Namun, pada pihak lain ada banyak orang yang begitu mudahnya mengaku percaya tanpa pikir panjang. Akibatnya, ketika mengalami kenyataan hidup yang sesungguhnya, pahit getirnya hidup ini, dengan mudah pula menanggalkan imannya.

Dalam kisah penampakan Yesus ini kita menelusuri proses perjalanan murid-murid Yesus yang tidak mudah begitu saja percaya lalu segera mereka menjadi optimis dan menjadi saksi kebangkitan-Nya. Sama seperti kebanyakan orang, termasuk kita, bukti tampaknya merupakan faktor pendukung utama seseorang untuk percaya. Injil Yohanes banyak menyajikan itu. Tanda-tanda (mujizat) yang menyertai pelayanan Yesus begitu banyak, mulai dari air menjadi anggur, memberi makan banyak orang dengan dua ekor ikan dan lima ketul roti, penyembuhan orang sakit, pengusiran setan, bahkan membangkitkan orang mati. Banyak orang menjadi percaya kepada Yesus karena melihat tanda-tanda yang dibuat Yesus. Kepercayaan seperti itu tidaklah memadai. Kita tidak boleh berhenti pada kepercayaan karena tanda atau mujizat yang dibuat Yesus. Kita harus maju lebih jauh lagi yakni menjadi percaya kepada firman dan pribadi Yesus sendiri. Karena itulah Yesus menyatakan berbahagia mereka yang tidak melihat, namun percaya. Ungkapan berbahagia ini kemudian memasukkan juga orang-orang yang sampai beriman kepada Yesus meskipun tidak melihat peristiwa-peristiwa mujizat yang dilakukan Yesus.  

Pemulihan yang berulang kali Yesus lakukan dengan menampakkan diri pada murid-murid ternyata membuahkan hasil yang luar biasa. Kuasa Roh Kudus yang dihembuskan Yesus begitu dasyat berpengaruh pada diri murid-murid Yesus. Hembusan Roh Kudus itu bagaikan nafas kehidupan yang dulu Allah berikan kepada Adam, sehingga Adam menjadi manusia yang hidup atau seperti hembusan Roh atas tulang-tulang kering rakyat Israel yang telah mati dan kini bangkit kembali (Yeh. 37:9). Murid-murid yang tadinya mengurung diri dicengkram ketakutan dan pesimisme kini mereka bangkit, Yerusalem yang begitu mengerikan dan harus dihindari kini mereka hadapi. Bahkan di pusat kekuasaan pembesar Yahudi yang dahulu menyiksa, menista dan membantai Sang Guru, kini mereka tampil dengan penuh keyakinan. Petrus berkhotbah memberitakan kesaksian tentang Yesus (Kis.2:14-40). Itulah dampak yang terjadi ketika para murid berjumpa dengan Kristus yang bangkit. Kebangkitan itu bukan teori tetapi pengalaman eksistensial sehingga benar-benar mengubah kehidupan iman para murid.

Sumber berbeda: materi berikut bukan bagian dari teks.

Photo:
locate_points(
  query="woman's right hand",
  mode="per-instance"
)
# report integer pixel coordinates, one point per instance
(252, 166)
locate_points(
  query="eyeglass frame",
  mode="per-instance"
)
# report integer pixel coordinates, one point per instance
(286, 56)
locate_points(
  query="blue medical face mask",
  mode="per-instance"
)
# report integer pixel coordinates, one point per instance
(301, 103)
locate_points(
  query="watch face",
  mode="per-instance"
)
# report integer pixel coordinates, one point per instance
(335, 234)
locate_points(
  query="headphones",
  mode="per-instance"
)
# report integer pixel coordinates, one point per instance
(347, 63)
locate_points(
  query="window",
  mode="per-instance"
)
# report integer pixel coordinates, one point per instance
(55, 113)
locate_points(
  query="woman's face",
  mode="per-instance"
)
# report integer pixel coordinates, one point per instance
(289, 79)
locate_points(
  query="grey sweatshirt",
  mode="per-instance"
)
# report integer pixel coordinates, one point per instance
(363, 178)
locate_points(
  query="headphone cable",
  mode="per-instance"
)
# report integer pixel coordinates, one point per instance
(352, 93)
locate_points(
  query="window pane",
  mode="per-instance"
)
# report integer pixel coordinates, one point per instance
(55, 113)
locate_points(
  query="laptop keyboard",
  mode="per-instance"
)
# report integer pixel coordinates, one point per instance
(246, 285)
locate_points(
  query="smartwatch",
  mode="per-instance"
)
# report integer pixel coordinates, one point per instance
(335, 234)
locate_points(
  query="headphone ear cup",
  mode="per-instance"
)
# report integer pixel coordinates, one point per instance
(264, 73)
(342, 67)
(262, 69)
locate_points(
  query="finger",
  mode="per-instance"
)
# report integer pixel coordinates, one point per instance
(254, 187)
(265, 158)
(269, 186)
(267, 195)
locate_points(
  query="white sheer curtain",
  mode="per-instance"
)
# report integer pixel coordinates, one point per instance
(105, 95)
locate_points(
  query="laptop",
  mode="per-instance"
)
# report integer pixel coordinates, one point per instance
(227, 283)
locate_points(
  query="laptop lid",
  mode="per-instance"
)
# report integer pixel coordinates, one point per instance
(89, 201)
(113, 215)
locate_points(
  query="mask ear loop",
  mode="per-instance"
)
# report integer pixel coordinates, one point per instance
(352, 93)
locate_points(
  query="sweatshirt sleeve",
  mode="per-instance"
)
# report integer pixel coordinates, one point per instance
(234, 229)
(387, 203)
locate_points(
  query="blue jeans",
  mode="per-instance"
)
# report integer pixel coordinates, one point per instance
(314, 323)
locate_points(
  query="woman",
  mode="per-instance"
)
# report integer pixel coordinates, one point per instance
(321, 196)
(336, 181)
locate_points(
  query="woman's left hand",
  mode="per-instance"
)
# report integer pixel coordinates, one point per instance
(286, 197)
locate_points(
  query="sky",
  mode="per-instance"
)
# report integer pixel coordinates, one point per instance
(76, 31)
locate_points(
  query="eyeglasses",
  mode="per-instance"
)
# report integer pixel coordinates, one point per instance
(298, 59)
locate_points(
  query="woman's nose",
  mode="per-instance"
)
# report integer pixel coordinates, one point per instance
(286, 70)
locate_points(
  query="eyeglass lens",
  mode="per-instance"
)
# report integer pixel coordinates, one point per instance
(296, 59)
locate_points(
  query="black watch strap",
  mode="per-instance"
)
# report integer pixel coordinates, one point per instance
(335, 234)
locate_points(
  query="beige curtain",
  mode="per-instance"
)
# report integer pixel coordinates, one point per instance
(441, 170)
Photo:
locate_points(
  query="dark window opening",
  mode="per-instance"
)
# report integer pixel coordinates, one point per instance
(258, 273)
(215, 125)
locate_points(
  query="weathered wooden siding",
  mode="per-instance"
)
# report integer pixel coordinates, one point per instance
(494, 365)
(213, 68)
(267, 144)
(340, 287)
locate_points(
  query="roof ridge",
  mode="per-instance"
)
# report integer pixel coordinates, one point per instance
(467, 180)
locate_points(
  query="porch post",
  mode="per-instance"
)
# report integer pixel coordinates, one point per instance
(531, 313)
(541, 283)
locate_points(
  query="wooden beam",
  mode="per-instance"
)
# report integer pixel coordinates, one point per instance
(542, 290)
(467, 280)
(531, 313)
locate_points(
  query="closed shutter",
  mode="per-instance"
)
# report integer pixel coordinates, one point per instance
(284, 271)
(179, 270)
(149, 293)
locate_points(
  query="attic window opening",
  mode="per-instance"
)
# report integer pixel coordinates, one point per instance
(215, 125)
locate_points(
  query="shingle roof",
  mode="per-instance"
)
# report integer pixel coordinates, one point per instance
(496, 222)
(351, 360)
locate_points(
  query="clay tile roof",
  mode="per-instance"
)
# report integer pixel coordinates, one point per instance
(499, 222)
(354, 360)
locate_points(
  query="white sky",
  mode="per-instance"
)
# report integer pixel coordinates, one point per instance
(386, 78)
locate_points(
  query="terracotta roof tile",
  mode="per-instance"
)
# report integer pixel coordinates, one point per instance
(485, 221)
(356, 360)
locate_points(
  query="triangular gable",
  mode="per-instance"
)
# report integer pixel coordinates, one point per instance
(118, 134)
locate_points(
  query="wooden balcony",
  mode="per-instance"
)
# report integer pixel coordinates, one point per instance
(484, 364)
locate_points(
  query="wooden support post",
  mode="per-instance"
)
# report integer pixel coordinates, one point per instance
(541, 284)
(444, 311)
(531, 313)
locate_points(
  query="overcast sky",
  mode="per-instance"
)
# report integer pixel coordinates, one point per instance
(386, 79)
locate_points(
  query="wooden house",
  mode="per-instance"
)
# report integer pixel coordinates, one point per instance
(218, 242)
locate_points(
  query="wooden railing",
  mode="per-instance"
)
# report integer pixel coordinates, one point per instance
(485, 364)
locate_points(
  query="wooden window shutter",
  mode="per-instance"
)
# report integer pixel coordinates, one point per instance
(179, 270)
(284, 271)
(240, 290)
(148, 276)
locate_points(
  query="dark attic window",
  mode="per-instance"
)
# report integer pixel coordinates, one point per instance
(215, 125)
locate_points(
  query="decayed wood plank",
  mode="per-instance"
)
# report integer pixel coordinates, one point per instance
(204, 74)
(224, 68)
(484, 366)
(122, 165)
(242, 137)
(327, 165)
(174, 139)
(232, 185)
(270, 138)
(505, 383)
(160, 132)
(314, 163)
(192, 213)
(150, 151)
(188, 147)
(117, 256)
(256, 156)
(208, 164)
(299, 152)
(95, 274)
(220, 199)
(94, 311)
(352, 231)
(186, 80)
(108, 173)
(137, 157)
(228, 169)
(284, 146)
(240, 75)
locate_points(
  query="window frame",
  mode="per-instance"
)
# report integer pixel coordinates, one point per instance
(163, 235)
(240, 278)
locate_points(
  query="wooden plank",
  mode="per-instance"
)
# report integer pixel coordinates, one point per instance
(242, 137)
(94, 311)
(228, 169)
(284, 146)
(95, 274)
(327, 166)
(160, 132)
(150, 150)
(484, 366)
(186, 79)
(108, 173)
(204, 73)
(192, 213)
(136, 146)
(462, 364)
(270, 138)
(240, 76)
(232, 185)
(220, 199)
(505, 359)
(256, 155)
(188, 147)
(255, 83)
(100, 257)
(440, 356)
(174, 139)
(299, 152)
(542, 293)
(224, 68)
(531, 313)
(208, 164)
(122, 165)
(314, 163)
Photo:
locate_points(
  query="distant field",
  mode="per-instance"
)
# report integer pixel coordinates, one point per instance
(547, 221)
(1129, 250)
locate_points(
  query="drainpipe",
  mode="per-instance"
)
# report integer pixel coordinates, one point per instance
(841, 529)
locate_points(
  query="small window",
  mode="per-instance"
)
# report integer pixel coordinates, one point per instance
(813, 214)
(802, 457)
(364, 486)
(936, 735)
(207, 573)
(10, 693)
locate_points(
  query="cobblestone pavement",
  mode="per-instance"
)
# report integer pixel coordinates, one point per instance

Mestinya, kita yang mendengar berita kebangkitan dan menjadi percaya mengalami pengalaman yang serupa juga dengan para murid. Percuma kita percaya kepada Yesus yang bangkit kalau sampai saat ini kita masih “mengunci diri”, melarikan diri dari masalah dan pergumulan. Tidak ada gunanya mempertahankan doktrin Yesus yang bangkit kalau saja dalam kehidupan ini kita lebih memilih jalan pintas untuk menyelesaikan masalah. Sia-sia mengimani Yesus yang bangkit jika kita masih dikuasai oleh pesimisme. Tunjukkanlah, saksikanlah pada dunia bahwa Yesusmu itu hidup di dalam dirimu!